2.35 g (0.006 mol) of cyclohexylcarbamic acid pentachlorophenyl ester and 0.83 ml (0.6 g, 0.006 mol) of triethylamine are dissolved with stirring in 5 ml of anhydrous acetone. To the solution is added 0.95 g (0.005 mol) of 2-benzimidazolyl-methyl-carbamate. The reaction mixture is stirred for 5 hours at room temperature. After the addition of

petroleum ether, the mixture is cooled to 0°C. The separated product is filtered and the filtrate is evaporated to dryness.
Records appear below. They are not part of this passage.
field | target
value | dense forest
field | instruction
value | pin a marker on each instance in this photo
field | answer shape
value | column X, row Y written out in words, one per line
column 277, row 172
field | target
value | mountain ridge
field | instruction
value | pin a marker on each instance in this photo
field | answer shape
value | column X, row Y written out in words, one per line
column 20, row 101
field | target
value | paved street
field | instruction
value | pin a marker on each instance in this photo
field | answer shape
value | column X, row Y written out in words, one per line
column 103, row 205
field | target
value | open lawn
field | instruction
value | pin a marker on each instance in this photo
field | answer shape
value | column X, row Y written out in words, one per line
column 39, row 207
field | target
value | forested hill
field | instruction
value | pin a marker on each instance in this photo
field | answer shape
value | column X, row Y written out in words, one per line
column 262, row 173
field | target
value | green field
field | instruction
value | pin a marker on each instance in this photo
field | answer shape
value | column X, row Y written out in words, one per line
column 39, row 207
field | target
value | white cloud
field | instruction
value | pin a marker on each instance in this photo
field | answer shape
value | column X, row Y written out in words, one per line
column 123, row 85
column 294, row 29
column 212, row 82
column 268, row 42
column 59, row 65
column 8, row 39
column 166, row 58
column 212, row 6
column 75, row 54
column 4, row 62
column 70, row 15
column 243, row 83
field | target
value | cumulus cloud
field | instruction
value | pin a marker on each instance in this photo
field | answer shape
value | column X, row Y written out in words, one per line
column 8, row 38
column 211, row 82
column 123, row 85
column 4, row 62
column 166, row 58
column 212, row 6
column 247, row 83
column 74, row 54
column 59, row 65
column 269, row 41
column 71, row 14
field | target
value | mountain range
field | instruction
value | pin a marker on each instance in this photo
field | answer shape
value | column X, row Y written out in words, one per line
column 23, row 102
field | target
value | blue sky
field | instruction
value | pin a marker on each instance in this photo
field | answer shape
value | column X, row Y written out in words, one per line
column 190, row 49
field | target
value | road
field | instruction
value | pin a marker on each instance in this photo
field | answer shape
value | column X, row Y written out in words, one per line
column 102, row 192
The residue is suspended in petroleum ether, filtered off, washed with acetone, water and methanol and dried under reduced pressure. 0.70 g of cyclohexyl-carbamoyl-2-benzimidazolyl-methyl-carbamate is obtained. Yield 44%. After recrystallization from methanol, the product melts at 352-357°C (it recrystallizes at 228-235°C).

EXAMPLE 8

2.2 g (0.0055 mol) of benzylcarbamic acid pentachlorophenyl ester and 0.76 ml (0.55 g, 0.0055 mol) of triethylamine are dissolved with stirring in 6 ml of anhydrous acetone. To the solution is added 0.95 g (0.005 mol) of 2-benzimidazolyl-methyl-carbamate. The reaction mixture is stirred for 5 hours at room temperature and then cooled to 0°c. The separated product is filtered, washed with methanol and dried under reduced pressure. 1.35 g of 1-benzyl-carbamoyl-2-benzimidazolyl-methyl-carbamate is obtained. Yield 84%. Melting point 339-344°C (it recrystallizes at 235-24o°C).

Claims (1)

Process for the preparation of compounds of the general formula where R1 means an alkyl group with 1-4 carbon atoms and R<2> an alkyl, cycloalkyl or aralkyl group, characterized by reacting a compound with the general formula where R"*" has the above meaning, in the presence of a base with a compound of the general formula where R 2 has the above meaning and A denotes a phenyl group which is substituted with two or more halogen substituents, preferably chlorine substituents.